A MENTIRA BÁSICA DO SOCIALISMO
Olavo de Carvalho - O Globo, 13 de abril de 2002
“Ah! Les intentions, les intentions! Les idéaux, les idéaux!”. Sergiu Celibidache, regente de orquestra, budista praticante, comentando as belas intenções com que a China comunista matou um milhão de budistas tibetanos.
“Nous étions des cons" (Estávamos idiotas). Yves Montand, referindo-se à militância esquerdista.
O sr. Immanuel Wallerstein, numa obra festejada pela mídia como o nec plus ultra do pensamento esquerdista nos últimos anos, afirma ter descoberto a “profunda irracionalidade” do capitalismo. Ela consiste na idéia do lucro ascendente: ganhar mais para ganhar mais para ganhar mais. Com o objetivo de demonstrar isso ele escreveu um tratado de centenas de páginas, nas quais só se esqueceu de uma coisa: dizer o que a idéia de riqueza crescente tem de irracional, já que justamente ela corresponde a um dos mais naturais instintos humanos e a um dos motores essenciais de todo progresso social.
Mas a intelectualidade marxista, filha de um notório mentiroso, mitômano e charlatão, cujas trapaças científicas são hoje bem conhecidas pelo simples cotejo dos documentos que usou para escrever “O Capital”, não poderia ser mesmo muito exigente consigo própria.

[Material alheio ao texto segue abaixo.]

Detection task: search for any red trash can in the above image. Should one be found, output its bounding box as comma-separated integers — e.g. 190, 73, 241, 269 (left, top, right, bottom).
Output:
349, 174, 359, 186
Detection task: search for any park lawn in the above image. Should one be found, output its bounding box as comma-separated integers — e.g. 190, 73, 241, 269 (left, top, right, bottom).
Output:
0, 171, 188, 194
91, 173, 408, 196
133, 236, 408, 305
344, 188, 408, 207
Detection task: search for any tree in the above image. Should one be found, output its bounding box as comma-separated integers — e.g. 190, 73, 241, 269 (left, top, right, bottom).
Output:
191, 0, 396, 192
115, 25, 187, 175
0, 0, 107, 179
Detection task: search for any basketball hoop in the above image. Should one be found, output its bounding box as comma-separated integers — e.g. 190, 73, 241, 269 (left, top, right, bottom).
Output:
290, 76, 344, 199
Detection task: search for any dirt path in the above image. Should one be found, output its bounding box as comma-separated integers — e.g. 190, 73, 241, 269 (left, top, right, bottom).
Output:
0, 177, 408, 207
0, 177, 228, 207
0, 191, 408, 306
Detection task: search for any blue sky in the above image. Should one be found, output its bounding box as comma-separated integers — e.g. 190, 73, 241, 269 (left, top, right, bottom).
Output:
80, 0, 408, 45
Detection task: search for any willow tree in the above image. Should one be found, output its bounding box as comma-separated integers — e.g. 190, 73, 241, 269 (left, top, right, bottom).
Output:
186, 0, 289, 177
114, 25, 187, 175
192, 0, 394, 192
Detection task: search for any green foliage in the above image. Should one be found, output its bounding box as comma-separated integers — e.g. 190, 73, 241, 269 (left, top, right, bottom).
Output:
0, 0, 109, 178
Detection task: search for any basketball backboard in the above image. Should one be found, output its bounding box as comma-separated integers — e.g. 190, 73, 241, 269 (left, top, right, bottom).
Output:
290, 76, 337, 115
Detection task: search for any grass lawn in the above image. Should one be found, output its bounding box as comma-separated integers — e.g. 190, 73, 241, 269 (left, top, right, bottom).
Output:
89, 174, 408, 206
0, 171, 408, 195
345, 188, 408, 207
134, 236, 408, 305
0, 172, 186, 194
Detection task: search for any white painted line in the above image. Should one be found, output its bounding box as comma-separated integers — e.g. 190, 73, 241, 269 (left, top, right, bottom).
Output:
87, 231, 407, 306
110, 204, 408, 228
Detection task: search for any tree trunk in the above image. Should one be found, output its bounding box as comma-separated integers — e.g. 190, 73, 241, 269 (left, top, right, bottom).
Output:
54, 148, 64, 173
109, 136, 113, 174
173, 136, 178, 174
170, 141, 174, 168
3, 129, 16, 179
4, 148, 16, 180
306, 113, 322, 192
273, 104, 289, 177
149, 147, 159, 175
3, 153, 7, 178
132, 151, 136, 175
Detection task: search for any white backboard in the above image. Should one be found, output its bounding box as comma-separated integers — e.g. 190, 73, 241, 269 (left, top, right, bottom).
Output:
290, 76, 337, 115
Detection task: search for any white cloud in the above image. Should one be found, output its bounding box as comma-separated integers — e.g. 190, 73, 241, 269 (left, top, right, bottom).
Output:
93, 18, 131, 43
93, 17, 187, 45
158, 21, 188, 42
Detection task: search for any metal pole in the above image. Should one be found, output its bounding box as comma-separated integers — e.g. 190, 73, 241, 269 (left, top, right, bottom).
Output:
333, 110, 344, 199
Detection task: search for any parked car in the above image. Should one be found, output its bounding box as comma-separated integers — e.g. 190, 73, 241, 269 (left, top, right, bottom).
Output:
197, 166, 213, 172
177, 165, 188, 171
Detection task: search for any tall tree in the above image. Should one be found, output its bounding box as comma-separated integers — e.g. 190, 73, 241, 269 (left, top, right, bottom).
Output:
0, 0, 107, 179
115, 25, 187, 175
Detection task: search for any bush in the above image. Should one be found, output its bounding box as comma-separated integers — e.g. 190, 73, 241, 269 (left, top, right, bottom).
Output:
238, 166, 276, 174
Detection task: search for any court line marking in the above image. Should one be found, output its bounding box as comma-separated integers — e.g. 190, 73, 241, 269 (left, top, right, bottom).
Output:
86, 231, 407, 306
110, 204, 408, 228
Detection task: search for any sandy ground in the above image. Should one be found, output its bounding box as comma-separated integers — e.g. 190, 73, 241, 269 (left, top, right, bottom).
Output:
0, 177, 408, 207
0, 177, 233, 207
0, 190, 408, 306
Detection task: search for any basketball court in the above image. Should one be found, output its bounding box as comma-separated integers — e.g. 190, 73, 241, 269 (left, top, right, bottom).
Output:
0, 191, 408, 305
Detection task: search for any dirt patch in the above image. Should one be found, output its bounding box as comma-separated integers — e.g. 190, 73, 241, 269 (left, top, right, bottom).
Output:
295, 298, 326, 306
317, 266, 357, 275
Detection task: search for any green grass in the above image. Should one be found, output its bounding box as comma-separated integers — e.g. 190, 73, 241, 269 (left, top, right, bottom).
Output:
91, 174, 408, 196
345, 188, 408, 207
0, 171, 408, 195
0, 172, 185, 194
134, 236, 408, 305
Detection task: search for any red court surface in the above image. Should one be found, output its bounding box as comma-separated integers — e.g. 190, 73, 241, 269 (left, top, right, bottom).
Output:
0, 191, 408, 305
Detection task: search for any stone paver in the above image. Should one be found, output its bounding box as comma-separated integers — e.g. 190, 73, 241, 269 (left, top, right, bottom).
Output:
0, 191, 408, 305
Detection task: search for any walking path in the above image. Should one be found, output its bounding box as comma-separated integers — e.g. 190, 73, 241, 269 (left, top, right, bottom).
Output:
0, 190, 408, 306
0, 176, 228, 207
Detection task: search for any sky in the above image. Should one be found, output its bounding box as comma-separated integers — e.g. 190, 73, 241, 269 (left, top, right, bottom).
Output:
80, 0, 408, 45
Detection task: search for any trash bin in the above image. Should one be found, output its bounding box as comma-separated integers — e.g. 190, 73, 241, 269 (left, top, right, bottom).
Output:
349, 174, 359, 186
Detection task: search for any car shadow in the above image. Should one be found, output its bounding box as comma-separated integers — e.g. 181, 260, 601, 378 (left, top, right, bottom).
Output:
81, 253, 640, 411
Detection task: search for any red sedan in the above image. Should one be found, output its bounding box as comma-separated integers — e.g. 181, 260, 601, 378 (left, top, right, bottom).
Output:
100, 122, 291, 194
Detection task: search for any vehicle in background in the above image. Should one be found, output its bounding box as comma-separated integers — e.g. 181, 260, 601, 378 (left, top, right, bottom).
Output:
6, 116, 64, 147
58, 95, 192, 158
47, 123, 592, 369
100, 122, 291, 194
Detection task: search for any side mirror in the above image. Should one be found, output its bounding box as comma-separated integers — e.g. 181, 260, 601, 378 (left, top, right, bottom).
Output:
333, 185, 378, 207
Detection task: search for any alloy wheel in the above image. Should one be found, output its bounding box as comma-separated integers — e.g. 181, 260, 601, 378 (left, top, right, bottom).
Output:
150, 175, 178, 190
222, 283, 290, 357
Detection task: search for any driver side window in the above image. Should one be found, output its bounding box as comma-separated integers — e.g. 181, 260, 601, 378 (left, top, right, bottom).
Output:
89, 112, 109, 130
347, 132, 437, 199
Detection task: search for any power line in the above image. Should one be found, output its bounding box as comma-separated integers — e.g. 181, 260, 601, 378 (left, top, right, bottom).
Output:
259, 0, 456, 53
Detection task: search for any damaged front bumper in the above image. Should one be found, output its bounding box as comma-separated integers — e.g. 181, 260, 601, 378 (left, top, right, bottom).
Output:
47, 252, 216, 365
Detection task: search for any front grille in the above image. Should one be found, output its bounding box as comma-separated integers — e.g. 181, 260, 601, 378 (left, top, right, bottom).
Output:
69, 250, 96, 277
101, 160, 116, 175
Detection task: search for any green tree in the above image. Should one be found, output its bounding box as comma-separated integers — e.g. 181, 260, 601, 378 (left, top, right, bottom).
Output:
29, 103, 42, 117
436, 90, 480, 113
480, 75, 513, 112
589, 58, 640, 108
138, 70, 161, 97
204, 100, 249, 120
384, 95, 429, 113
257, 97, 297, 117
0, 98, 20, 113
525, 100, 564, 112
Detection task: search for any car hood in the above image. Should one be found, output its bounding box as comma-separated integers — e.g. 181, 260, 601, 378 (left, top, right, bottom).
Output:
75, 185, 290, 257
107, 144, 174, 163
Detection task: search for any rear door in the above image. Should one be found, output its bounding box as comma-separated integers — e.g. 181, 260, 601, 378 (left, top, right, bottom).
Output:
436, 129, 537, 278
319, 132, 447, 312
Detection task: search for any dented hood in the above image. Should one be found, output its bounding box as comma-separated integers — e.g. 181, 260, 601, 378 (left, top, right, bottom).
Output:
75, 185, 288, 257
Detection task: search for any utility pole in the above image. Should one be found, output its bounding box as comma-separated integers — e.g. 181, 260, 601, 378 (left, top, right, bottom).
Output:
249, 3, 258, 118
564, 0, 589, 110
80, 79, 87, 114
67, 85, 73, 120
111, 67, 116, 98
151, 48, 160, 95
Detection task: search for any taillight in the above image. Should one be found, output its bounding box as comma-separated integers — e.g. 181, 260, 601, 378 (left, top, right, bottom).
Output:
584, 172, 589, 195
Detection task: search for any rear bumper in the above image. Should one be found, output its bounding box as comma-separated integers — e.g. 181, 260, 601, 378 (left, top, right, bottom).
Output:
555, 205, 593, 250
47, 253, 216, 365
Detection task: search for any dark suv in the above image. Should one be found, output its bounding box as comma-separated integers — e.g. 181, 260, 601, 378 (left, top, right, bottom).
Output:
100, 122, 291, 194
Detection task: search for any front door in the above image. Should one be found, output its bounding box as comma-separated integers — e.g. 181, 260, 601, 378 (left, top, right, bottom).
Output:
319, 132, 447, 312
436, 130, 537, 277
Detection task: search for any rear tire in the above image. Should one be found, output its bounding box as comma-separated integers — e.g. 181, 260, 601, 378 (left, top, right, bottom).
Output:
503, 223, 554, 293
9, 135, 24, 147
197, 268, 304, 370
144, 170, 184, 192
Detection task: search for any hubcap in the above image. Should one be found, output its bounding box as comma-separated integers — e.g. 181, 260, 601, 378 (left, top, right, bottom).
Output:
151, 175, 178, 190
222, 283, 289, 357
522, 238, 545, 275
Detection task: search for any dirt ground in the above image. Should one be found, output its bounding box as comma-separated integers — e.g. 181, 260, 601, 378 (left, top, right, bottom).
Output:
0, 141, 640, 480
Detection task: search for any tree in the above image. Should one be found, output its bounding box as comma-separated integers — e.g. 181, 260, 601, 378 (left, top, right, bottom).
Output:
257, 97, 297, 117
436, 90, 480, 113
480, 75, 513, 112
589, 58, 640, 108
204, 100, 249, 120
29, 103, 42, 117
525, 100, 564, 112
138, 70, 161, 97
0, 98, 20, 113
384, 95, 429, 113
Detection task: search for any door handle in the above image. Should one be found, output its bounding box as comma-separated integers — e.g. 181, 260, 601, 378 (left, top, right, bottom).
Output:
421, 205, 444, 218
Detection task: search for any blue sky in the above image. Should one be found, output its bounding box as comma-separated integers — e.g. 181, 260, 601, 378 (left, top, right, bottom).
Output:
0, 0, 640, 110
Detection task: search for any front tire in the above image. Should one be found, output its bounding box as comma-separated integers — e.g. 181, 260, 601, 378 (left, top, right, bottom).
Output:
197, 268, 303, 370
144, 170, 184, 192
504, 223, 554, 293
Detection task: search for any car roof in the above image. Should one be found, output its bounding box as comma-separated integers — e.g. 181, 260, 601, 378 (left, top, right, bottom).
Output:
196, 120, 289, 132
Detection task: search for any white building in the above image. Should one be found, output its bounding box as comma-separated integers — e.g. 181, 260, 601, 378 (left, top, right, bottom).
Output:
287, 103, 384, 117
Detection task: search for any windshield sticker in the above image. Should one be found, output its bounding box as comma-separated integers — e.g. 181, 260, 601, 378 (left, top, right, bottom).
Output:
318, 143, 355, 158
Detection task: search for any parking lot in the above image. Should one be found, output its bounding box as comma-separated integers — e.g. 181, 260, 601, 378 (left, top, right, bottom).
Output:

Já a irracionalidade do socialismo não precisa de muitas páginas para ser demonstrada. Basta-lhe um breve parágrafo. Compreende-a, num relance, quem quer que seja capaz de apreender intelectivamente o conceito mesmo de socialismo tal como expresso por seus apóstolos.

Mas mesmo sujeitos desprovidos de capacidade abstrativa para deduzir conseqüências do simples enunciado de um projeto deveriam ser capazes de tirar conclusões de cem anos de experiência socialista, que confirmam repetidamente aquela dedução. Se, incapaz de análise lógica, o indivíduo também se recusa a aprender com a experiência que a confirma, então é porque sua mente desceu ao último estágio do obscurecimento, o que é de fato o único motivo que alguém pode ter hoje em dia para continuar acreditando em socialismo.
A objeção gramsciana, que a muitos ocorrerá automaticamente, de que o Estado socialista será controlado por sua vez pela “sociedade civil organizada”, é apenas um subterfúgio muito desonesto, porque basta ter lido Gramsci para saber que a tal “sociedade civil organizada” não é senão a estrutura do Partido, a vanguarda propriamente dita, que, permanecendo legalmente distinta do Estado, estará “integrada” com ele na estrutura maior que o ideólogo italiano denomina “Estado ampliado” — uma expressão cujo sentido ameaçador e tenebroso pode ser apreendido à primeira vista por quem compreenda o que lê, o que infelizmente não é em geral o caso da militância esquerdista, mesmo universitária.
Também não é intelectualmente respeitável, nem como fantasia passageira, a crença corrente de que as conseqüências lógicas da aplicação da idéia socialista, tal como as acabo de descrever, não estiveram nunca nas “intenções” da militância, inspirada sempre por elevados ideais de justiça e bondade.
O termo “intenção”, no caso, designa o valor (moral, político, jurídico, religioso que seja) que a mente socialista associa à idéia ou conceito a realizar. Mas quem quer que compreenda a idéia socialista percebe, no ato, a contradição insolúvel entre essa idéia e o valor associado. Se o socialismo é o que é, não pode valer o que dizem que vale.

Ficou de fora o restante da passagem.